Peroxynonanoic acid

Identifiers
- CAS Number: 3058-35-3;
- 3D model (JSmol): Interactive image;
- ChemSpider: 8373415;
- PubChem CID: 10197915;
- CompTox Dashboard (EPA): DTXSID80436626 ;

Properties
- Chemical formula: C_{9}H_{18}O_{3}
- Molar mass: 174.24 g·mol^{−1}

= Peroxynonanoic acid =

Peroxynonanoic acid (also peroxypelargonic acid) is a peroxycarboxylic acid. It is formed from precursor compounds contained in detergents and acts as a bleach.

== Properties ==
Peroxynonanoic acid crystallizes in the monoclinic crystal system in the space group P21/c with the lattice parameters a = 23.49 Å; b = 4.80 Å, c = 9.64 Å and β = 106.0° as well as four unit cells.

== Use ==
Peroxynonanoic acid acts as a bleaching agent in detergents but is not contained in the detergent itself; it is only formed during the washing process.

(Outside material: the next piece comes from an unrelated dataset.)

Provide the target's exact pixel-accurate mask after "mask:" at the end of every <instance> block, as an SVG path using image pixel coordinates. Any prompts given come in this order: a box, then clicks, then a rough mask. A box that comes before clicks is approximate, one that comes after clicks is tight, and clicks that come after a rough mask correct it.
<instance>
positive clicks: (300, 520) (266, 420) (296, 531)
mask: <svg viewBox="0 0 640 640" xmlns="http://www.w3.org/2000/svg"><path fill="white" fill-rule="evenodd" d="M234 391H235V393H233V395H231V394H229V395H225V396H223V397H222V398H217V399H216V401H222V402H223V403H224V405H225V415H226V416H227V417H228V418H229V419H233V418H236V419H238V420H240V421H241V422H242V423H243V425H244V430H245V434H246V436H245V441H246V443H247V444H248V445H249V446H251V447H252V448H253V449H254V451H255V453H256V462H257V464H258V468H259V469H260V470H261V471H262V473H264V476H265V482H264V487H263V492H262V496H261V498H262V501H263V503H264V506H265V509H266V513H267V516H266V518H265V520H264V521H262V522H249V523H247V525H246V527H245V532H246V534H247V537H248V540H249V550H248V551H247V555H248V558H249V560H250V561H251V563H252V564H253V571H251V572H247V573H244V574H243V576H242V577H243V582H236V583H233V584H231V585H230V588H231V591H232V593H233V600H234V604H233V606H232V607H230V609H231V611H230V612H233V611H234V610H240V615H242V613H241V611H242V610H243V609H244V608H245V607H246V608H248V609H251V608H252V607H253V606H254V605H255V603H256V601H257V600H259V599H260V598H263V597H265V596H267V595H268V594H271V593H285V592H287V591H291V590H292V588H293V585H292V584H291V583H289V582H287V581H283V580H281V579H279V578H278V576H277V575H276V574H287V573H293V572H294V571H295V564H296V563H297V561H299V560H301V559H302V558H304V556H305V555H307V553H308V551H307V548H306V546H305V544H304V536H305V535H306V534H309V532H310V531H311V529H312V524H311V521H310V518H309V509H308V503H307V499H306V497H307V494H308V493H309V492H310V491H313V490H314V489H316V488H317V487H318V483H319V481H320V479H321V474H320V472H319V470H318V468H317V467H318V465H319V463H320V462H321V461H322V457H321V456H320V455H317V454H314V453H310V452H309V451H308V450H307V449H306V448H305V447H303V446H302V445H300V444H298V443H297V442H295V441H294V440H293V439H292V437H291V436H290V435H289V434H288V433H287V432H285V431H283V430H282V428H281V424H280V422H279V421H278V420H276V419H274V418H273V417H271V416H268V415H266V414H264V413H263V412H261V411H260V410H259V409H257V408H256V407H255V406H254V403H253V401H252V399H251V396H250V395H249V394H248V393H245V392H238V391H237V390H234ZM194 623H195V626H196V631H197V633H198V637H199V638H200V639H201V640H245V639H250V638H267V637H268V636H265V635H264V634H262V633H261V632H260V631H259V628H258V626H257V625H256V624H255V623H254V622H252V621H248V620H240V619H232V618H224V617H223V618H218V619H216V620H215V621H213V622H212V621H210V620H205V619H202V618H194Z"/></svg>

Hydroperoxide ions, for example from sodium perborate, react with an activator to form peroxycarboxylic acid, which acts as the actual bleaching agent, achieving satisfactory results at lower temperatures than with sodium perborate alone. The main activators used are tetraacetylethylenediamine, which produces peroxyacetic acid (mainly in Europe), and sodium nonanoyloxybenzenesulfonate, which produces peroxynonanoic acid (mainly in America and Asia).